BEIJING: London nickel prices eased on Friday, slipping from a 16-month high struck in the previous session, after Indonesia's nickel miners association said it had urged the government not to bring forward a ban on mineral ore exports.
The association's Secretary General Meidy Katrin Lengkey said the group had "indirect" knowledge of a plan to revise the date of enforcement of the ban but told Jakarta to "be consistent with the 2022 deadline because people have invested money to build smelters."
Nickel is still on course to add 9.5% in London this week, which would be its best week since November 2017, on speculation the ban could be introduced as soon as this year.
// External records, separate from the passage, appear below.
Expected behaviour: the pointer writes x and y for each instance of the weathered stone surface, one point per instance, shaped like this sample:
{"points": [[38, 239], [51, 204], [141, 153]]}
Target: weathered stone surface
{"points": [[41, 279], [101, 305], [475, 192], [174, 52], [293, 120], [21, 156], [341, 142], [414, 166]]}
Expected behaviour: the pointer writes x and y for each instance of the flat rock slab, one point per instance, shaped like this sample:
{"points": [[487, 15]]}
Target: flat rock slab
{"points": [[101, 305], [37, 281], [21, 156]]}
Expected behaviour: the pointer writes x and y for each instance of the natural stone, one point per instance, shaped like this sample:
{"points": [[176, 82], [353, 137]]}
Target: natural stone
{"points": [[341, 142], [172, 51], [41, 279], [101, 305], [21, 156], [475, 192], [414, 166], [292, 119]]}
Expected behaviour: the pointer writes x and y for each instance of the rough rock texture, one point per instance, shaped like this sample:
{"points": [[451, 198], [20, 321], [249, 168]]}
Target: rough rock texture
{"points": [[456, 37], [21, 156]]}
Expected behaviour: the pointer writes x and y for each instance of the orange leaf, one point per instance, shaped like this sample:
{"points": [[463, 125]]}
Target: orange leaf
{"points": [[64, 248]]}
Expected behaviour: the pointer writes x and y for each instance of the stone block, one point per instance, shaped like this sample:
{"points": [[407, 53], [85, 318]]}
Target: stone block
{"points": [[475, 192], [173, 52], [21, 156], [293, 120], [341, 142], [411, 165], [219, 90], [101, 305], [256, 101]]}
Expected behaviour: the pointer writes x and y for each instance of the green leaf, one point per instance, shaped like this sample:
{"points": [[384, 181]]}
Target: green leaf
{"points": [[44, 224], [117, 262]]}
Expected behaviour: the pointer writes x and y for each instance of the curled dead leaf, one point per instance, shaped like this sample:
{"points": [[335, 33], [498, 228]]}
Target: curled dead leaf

Shanghai nickel, meanwhile, struck a record high overnight and was up more 5% in Thursday's daytime session.
Supply of stainless steel ingredient nickel pig iron on the Chinese spot market is "still relatively tight and some stainless steel plants have already locked in orders until the end of September," Huatai Futures said in a note.
FUNDAMENTALS
* NICKEL: Three-month nickel on the London Metal Exchange fell as much as 1.5%, and was down 0.3% at $15,830 a tonne, as of 0508 GMT. The metal jumped 12.7% to $16,690 a tonne on Thursday, matching an April 2018 high.
* NICKEL: The most-traded October nickel contract on the Shanghai Futures Exchange was up 5.6% at 126,730 yuan ($17,974.10) a tonne by the end of the morning session, after hitting a record high of 127,180 yuan overnight.
* OPEN INTEREST: Market open interest in Shanghai nickel, a measure of liquidity, reached 803,652 lots on Thursday, the highest since June 2018.
* COPPER: Benchmark London copper slipped 0.4% to $5,773 a tonne, while Shanghai copper rose 0.6% to 46,640 yuan a tonne.
* PERU: Anti-mining protests in Peru have held up about $400 million in copper exports from some of the country's top mines and blocked supplies from reaching their operations for nearly three weeks, port operator Tisur said.
* ZAMBIA: Glencore's Mopani copper mines in Zambia has closed two shafts at its Nkana mine, a move that an opposition leader said had led to 1,400 job losses.
MARKETS NEWS
* Asian shares caught the tail of a Wall Street rally, helped by China's better-than-expected export figures.